Essa maestria com as palavras é “um jeito memorável de dizer”, dizia o poeta brasileiro Bruno Tolentino. A tradição literária ocidental, saída das literaturas latina e grega, fundou-se sob uma espécie de continuação cíclica, em que cada escritor, lendo e absorvendo o estilo de outro, e de outro, e de mais outro, incorporou-o ao seu repertório pessoal.
A imitação, diferente do que se pode pensar, não é uma servidão linguística, na qual o escritor principiante vai se prender de modo a esterilizar sua capacidade de escrever algo belo e elegante. Longe disso; ela é, na verdade, uma iniciação a partir dos escritos daqueles cujos dizeres chegaram à excelência – para não dizer à perfeição. Quem não quer fazer um texto em que se destacam as qualidades mais refinadas atribuídas a um escritor talentoso? É por isso que o molde expressivo desses escritores se perpetua no tempo e é o ponto de partida na construção do estilo próprio de outros.

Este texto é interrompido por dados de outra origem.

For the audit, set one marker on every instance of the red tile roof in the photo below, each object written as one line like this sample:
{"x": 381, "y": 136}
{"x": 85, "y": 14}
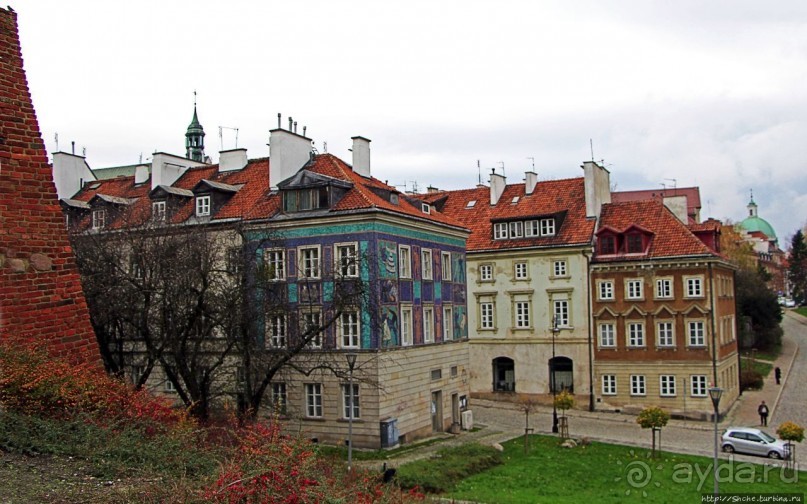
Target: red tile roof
{"x": 565, "y": 198}
{"x": 670, "y": 237}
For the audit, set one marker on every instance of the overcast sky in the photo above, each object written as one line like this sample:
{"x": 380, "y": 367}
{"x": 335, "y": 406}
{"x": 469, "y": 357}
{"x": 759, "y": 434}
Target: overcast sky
{"x": 689, "y": 92}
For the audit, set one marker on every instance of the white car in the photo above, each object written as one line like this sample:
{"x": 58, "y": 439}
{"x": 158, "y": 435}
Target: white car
{"x": 754, "y": 442}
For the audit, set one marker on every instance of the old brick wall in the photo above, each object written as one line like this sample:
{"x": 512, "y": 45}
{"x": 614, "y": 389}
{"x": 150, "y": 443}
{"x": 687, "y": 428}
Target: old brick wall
{"x": 40, "y": 291}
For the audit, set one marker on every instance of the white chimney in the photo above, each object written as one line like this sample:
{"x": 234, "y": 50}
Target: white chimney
{"x": 288, "y": 152}
{"x": 361, "y": 156}
{"x": 598, "y": 187}
{"x": 141, "y": 174}
{"x": 497, "y": 185}
{"x": 530, "y": 181}
{"x": 69, "y": 173}
{"x": 233, "y": 159}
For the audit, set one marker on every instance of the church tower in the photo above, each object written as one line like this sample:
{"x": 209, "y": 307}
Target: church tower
{"x": 195, "y": 137}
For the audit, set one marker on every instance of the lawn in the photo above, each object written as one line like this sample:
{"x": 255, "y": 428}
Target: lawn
{"x": 605, "y": 473}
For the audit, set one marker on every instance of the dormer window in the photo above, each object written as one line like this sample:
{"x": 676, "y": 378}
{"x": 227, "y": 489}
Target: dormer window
{"x": 203, "y": 206}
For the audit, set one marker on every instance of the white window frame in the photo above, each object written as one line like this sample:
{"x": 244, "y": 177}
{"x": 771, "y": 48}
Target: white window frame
{"x": 404, "y": 261}
{"x": 608, "y": 384}
{"x": 313, "y": 400}
{"x": 426, "y": 264}
{"x": 346, "y": 266}
{"x": 203, "y": 205}
{"x": 696, "y": 333}
{"x": 607, "y": 334}
{"x": 310, "y": 261}
{"x": 665, "y": 333}
{"x": 349, "y": 329}
{"x": 634, "y": 289}
{"x": 428, "y": 324}
{"x": 638, "y": 385}
{"x": 697, "y": 385}
{"x": 636, "y": 334}
{"x": 407, "y": 331}
{"x": 667, "y": 385}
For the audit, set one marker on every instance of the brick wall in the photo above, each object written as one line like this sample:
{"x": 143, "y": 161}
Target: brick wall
{"x": 40, "y": 291}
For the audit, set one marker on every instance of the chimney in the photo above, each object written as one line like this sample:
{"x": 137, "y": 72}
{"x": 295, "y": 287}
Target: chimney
{"x": 233, "y": 159}
{"x": 141, "y": 174}
{"x": 497, "y": 185}
{"x": 361, "y": 156}
{"x": 288, "y": 152}
{"x": 69, "y": 171}
{"x": 530, "y": 181}
{"x": 598, "y": 187}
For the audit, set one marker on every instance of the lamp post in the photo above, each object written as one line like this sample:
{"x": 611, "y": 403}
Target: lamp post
{"x": 714, "y": 394}
{"x": 351, "y": 363}
{"x": 555, "y": 331}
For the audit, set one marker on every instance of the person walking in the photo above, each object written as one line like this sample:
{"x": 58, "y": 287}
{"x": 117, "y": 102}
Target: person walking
{"x": 763, "y": 413}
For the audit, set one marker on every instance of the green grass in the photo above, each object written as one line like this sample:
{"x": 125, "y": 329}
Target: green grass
{"x": 605, "y": 473}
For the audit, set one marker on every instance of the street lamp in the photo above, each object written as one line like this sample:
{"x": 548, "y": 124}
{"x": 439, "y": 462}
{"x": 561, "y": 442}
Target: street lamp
{"x": 715, "y": 393}
{"x": 555, "y": 331}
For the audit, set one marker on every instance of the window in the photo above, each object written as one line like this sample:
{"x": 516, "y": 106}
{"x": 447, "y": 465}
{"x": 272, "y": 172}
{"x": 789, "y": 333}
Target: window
{"x": 426, "y": 264}
{"x": 561, "y": 312}
{"x": 309, "y": 262}
{"x": 634, "y": 243}
{"x": 279, "y": 399}
{"x": 605, "y": 290}
{"x": 404, "y": 262}
{"x": 635, "y": 290}
{"x": 694, "y": 287}
{"x": 99, "y": 218}
{"x": 637, "y": 385}
{"x": 275, "y": 264}
{"x": 607, "y": 245}
{"x": 667, "y": 385}
{"x": 516, "y": 229}
{"x": 202, "y": 206}
{"x": 312, "y": 328}
{"x": 486, "y": 273}
{"x": 663, "y": 288}
{"x": 636, "y": 334}
{"x": 349, "y": 330}
{"x": 276, "y": 331}
{"x": 664, "y": 332}
{"x": 347, "y": 260}
{"x": 445, "y": 258}
{"x": 531, "y": 228}
{"x": 486, "y": 315}
{"x": 158, "y": 210}
{"x": 500, "y": 231}
{"x": 350, "y": 401}
{"x": 313, "y": 400}
{"x": 547, "y": 227}
{"x": 522, "y": 314}
{"x": 607, "y": 335}
{"x": 521, "y": 271}
{"x": 428, "y": 325}
{"x": 406, "y": 325}
{"x": 695, "y": 331}
{"x": 698, "y": 385}
{"x": 559, "y": 268}
{"x": 608, "y": 384}
{"x": 448, "y": 323}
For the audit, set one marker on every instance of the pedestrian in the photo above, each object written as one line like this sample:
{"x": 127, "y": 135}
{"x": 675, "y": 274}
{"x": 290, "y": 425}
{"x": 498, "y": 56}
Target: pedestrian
{"x": 763, "y": 413}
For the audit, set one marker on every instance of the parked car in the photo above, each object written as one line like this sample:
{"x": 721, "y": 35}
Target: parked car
{"x": 754, "y": 442}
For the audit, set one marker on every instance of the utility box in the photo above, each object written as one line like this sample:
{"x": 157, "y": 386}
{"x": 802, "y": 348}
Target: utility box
{"x": 389, "y": 433}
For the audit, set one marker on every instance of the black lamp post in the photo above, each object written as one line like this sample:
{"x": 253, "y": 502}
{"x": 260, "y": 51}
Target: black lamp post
{"x": 555, "y": 331}
{"x": 351, "y": 362}
{"x": 714, "y": 394}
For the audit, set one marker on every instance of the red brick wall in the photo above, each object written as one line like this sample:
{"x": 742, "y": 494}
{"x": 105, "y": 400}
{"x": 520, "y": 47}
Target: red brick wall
{"x": 40, "y": 291}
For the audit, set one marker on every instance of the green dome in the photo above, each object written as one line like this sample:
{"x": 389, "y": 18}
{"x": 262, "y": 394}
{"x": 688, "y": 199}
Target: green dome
{"x": 756, "y": 223}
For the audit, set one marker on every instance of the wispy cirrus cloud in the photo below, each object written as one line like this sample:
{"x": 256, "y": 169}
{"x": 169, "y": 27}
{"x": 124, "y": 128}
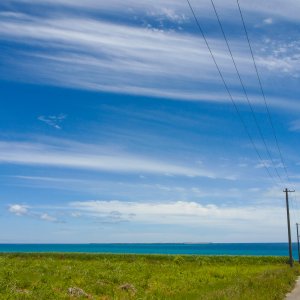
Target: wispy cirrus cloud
{"x": 78, "y": 52}
{"x": 18, "y": 209}
{"x": 24, "y": 210}
{"x": 53, "y": 121}
{"x": 91, "y": 157}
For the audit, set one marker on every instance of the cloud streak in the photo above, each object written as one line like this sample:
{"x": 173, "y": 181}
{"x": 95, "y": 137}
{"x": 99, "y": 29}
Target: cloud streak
{"x": 93, "y": 157}
{"x": 178, "y": 212}
{"x": 90, "y": 54}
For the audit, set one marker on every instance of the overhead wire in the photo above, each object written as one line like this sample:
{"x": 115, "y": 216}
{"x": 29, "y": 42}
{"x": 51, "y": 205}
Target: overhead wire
{"x": 262, "y": 92}
{"x": 246, "y": 94}
{"x": 230, "y": 95}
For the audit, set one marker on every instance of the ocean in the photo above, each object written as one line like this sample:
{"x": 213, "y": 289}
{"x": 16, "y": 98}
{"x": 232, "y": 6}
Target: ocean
{"x": 272, "y": 249}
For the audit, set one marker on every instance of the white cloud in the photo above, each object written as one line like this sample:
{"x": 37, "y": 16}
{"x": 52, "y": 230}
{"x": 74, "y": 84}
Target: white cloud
{"x": 178, "y": 213}
{"x": 18, "y": 209}
{"x": 287, "y": 9}
{"x": 53, "y": 121}
{"x": 47, "y": 217}
{"x": 129, "y": 59}
{"x": 91, "y": 157}
{"x": 268, "y": 21}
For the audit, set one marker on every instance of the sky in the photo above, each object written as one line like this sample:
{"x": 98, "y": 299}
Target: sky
{"x": 116, "y": 126}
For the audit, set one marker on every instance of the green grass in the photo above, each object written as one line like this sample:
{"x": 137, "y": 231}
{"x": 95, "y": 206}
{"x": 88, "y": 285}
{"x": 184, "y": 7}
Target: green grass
{"x": 49, "y": 276}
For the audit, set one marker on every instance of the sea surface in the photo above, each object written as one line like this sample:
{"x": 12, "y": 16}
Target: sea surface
{"x": 273, "y": 249}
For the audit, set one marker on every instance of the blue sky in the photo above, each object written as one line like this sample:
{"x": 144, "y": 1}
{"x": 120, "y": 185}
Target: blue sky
{"x": 115, "y": 126}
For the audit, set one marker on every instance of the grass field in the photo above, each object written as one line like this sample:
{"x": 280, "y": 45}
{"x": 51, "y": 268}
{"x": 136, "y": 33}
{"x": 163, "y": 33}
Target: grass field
{"x": 83, "y": 276}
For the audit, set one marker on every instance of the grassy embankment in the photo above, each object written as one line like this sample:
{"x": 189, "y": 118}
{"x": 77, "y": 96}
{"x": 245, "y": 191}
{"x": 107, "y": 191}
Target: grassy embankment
{"x": 50, "y": 276}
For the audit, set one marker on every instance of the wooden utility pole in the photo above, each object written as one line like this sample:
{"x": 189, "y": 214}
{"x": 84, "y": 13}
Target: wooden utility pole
{"x": 286, "y": 191}
{"x": 297, "y": 225}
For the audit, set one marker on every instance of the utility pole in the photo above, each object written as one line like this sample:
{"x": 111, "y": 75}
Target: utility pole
{"x": 297, "y": 225}
{"x": 286, "y": 191}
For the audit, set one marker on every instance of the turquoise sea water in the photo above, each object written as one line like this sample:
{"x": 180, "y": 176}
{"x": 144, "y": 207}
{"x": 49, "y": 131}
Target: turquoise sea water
{"x": 276, "y": 249}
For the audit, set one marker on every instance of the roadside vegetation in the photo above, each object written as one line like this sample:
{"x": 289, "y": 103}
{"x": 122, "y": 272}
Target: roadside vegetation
{"x": 95, "y": 276}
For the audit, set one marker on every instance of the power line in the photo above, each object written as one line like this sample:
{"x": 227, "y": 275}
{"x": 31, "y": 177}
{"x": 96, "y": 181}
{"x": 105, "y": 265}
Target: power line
{"x": 229, "y": 93}
{"x": 245, "y": 93}
{"x": 262, "y": 92}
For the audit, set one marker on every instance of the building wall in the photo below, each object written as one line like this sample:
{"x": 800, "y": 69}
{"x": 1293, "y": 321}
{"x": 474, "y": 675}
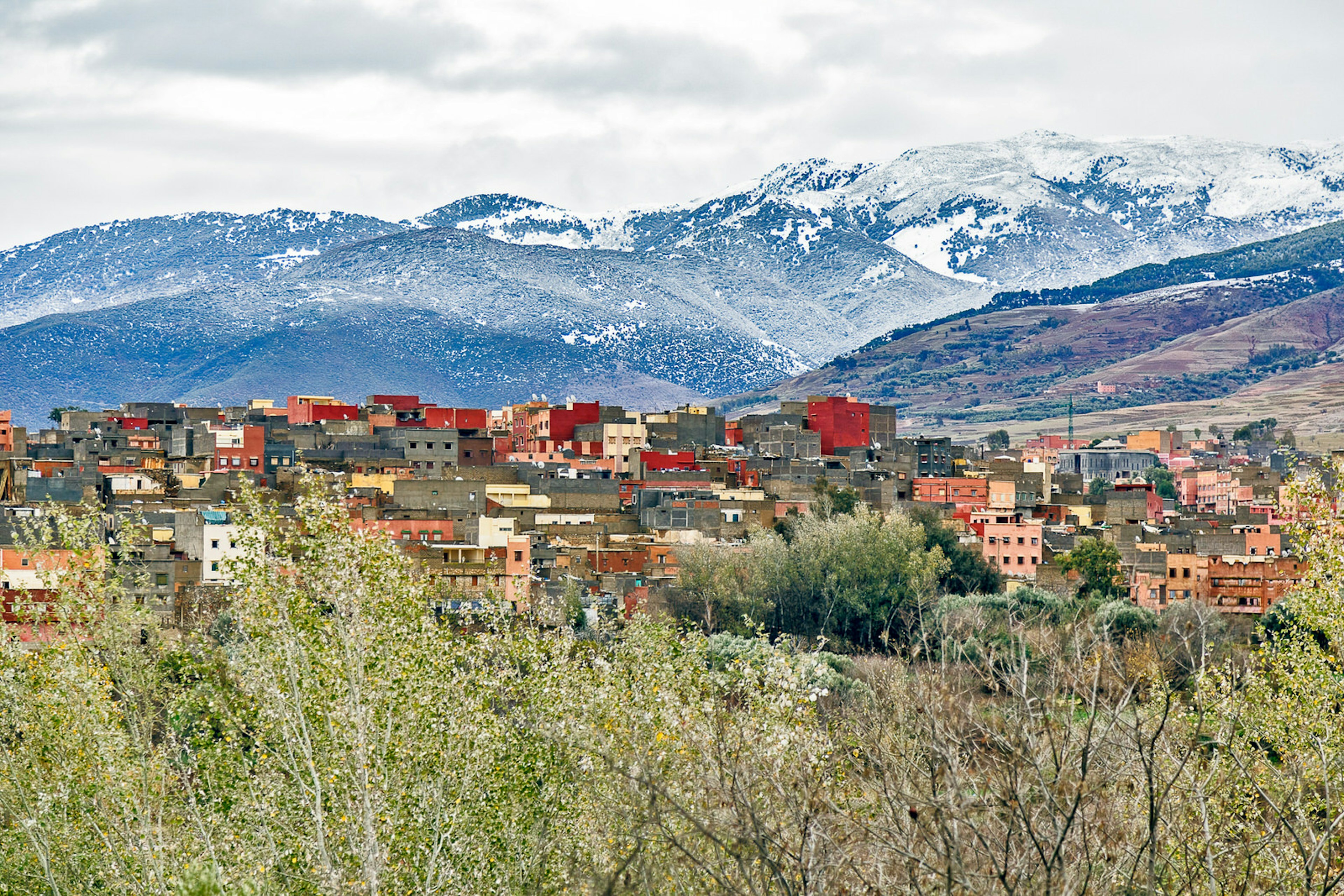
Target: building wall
{"x": 840, "y": 422}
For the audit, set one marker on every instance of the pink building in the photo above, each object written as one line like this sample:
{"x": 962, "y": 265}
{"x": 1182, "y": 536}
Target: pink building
{"x": 1010, "y": 542}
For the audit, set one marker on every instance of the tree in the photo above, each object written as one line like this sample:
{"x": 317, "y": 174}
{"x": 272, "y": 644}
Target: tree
{"x": 1163, "y": 480}
{"x": 859, "y": 579}
{"x": 717, "y": 590}
{"x": 830, "y": 500}
{"x": 1099, "y": 565}
{"x": 967, "y": 571}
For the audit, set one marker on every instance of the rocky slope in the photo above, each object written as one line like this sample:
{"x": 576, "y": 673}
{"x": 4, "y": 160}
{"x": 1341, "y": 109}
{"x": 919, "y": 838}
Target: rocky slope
{"x": 499, "y": 296}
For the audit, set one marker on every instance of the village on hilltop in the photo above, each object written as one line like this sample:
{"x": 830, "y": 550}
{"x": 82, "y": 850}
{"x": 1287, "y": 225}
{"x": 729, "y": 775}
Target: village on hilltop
{"x": 522, "y": 506}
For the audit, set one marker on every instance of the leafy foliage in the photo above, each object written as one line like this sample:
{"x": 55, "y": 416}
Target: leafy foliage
{"x": 1099, "y": 565}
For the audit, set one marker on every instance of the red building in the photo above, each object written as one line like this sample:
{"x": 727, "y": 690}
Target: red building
{"x": 241, "y": 449}
{"x": 456, "y": 418}
{"x": 315, "y": 409}
{"x": 557, "y": 424}
{"x": 959, "y": 491}
{"x": 660, "y": 461}
{"x": 843, "y": 422}
{"x": 397, "y": 402}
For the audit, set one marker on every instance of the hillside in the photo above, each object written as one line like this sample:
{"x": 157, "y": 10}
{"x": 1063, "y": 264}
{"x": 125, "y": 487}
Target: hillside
{"x": 698, "y": 300}
{"x": 1198, "y": 342}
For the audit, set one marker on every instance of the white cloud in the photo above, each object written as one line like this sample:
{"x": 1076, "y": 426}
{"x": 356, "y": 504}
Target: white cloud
{"x": 124, "y": 108}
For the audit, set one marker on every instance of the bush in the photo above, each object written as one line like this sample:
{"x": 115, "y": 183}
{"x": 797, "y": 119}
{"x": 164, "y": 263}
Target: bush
{"x": 1121, "y": 620}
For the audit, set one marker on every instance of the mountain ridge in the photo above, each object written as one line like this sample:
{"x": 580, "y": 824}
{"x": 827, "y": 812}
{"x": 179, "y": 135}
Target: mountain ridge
{"x": 707, "y": 297}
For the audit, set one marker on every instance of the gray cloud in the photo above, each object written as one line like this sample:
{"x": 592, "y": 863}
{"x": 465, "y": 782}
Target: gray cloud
{"x": 249, "y": 38}
{"x": 625, "y": 64}
{"x": 597, "y": 107}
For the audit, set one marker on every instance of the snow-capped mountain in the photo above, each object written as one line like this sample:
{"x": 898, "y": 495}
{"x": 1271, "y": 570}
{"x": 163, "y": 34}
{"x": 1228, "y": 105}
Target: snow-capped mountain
{"x": 127, "y": 260}
{"x": 1037, "y": 210}
{"x": 709, "y": 297}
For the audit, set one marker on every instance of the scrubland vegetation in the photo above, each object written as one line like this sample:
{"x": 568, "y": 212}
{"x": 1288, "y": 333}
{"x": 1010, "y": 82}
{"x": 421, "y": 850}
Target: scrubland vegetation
{"x": 836, "y": 719}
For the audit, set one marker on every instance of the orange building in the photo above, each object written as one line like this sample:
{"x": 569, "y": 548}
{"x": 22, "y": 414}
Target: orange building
{"x": 1251, "y": 585}
{"x": 960, "y": 491}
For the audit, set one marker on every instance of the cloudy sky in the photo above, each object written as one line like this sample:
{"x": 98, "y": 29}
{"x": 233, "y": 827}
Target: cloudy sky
{"x": 128, "y": 108}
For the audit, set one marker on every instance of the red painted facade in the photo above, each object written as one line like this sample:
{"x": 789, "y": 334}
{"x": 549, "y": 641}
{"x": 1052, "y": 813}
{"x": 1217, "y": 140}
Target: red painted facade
{"x": 251, "y": 456}
{"x": 306, "y": 411}
{"x": 842, "y": 422}
{"x": 659, "y": 461}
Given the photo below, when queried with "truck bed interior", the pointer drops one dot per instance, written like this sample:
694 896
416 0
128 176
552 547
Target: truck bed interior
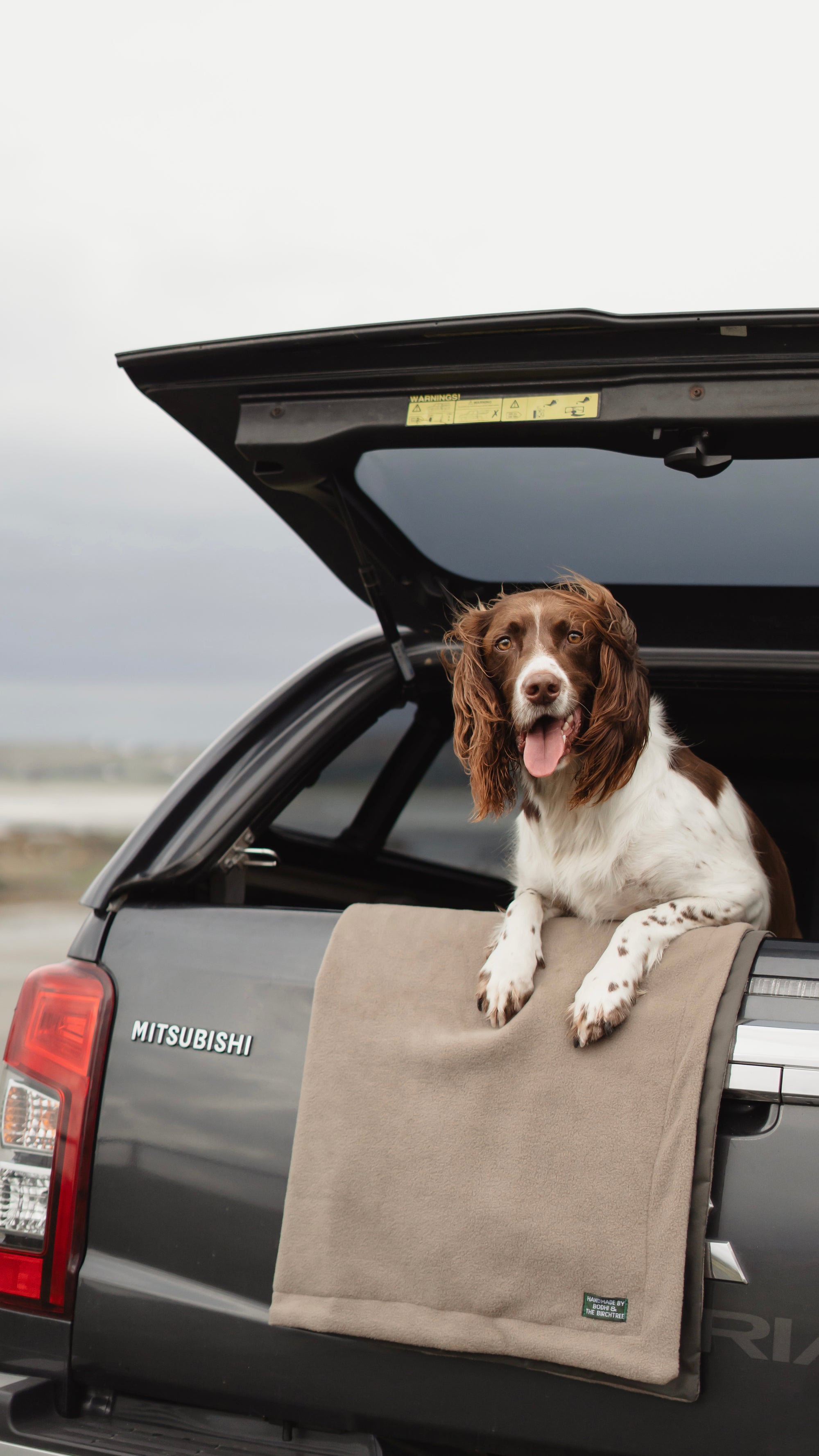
388 819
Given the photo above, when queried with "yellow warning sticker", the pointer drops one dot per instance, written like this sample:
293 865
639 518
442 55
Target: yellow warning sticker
550 407
479 411
451 410
432 410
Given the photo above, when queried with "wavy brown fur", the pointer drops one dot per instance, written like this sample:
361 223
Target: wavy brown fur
618 723
484 739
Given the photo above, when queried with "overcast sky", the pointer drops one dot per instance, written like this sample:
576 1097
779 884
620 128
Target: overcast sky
187 171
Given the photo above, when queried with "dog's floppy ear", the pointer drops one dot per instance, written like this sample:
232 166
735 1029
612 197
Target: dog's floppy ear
483 733
618 721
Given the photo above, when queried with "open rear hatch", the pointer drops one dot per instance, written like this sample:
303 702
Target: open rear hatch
670 456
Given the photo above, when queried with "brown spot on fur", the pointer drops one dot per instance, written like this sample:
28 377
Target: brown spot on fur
774 868
701 775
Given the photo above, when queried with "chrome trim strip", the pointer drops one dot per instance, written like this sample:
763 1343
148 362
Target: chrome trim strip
777 1045
731 657
782 986
722 1263
754 1082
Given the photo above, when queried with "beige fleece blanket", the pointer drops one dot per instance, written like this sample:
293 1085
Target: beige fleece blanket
499 1191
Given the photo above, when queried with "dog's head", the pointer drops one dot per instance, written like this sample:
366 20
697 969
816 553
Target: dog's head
548 679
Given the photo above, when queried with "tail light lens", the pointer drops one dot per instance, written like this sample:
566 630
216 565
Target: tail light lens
49 1099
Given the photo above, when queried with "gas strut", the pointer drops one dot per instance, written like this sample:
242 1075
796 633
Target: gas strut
375 593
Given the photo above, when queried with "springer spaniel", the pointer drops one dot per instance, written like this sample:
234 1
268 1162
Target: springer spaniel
620 820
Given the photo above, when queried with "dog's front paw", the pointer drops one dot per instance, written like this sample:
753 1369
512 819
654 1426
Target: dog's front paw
602 1004
508 980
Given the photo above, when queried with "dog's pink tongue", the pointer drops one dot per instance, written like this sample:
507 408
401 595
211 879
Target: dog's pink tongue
544 748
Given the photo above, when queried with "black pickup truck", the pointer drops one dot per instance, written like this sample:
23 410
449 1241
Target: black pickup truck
152 1081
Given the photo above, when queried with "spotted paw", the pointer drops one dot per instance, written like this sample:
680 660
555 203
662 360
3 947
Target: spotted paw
602 1004
506 985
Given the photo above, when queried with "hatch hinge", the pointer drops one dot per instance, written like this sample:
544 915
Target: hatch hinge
375 592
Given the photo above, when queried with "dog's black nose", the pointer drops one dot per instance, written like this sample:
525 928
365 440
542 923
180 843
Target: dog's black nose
541 688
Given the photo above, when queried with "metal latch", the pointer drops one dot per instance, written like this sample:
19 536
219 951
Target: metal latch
722 1263
244 857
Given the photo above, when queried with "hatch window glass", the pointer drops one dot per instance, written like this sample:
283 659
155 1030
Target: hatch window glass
435 823
328 806
525 515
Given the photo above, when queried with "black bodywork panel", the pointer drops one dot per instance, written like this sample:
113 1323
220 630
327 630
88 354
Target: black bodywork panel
190 1177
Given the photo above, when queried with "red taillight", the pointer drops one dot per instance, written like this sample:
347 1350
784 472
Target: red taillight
50 1094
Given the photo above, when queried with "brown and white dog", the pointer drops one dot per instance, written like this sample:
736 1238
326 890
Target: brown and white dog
620 820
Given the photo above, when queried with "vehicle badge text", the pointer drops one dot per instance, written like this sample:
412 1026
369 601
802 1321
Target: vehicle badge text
193 1039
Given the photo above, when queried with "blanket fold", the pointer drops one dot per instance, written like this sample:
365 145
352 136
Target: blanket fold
502 1193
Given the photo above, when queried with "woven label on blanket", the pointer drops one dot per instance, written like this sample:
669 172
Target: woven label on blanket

Acontece na escrita o que vou chamar aqui de processo “antropofágico literário”, valendo-me da ideia de Oswald de Andrade no Manifesto antropófago: para que nasça um talento individual, é preciso que ele se alimente das obras que seus antecessores produziram. Com o consumo da obra alheia, o talento em construção vai se desenvolvendo por meio de uma imersão. É ela que o coloca em contato com a extensa assembleia de imortais das letras: de Homero a Shakespeare, de Ovídio a Montaigne, de La Fontaine a Stendhal, entre tantos outros. Esses escritores também leram, debruçaram-se e consumiram livros de sua predileção e os usaram para produzir as suas obras.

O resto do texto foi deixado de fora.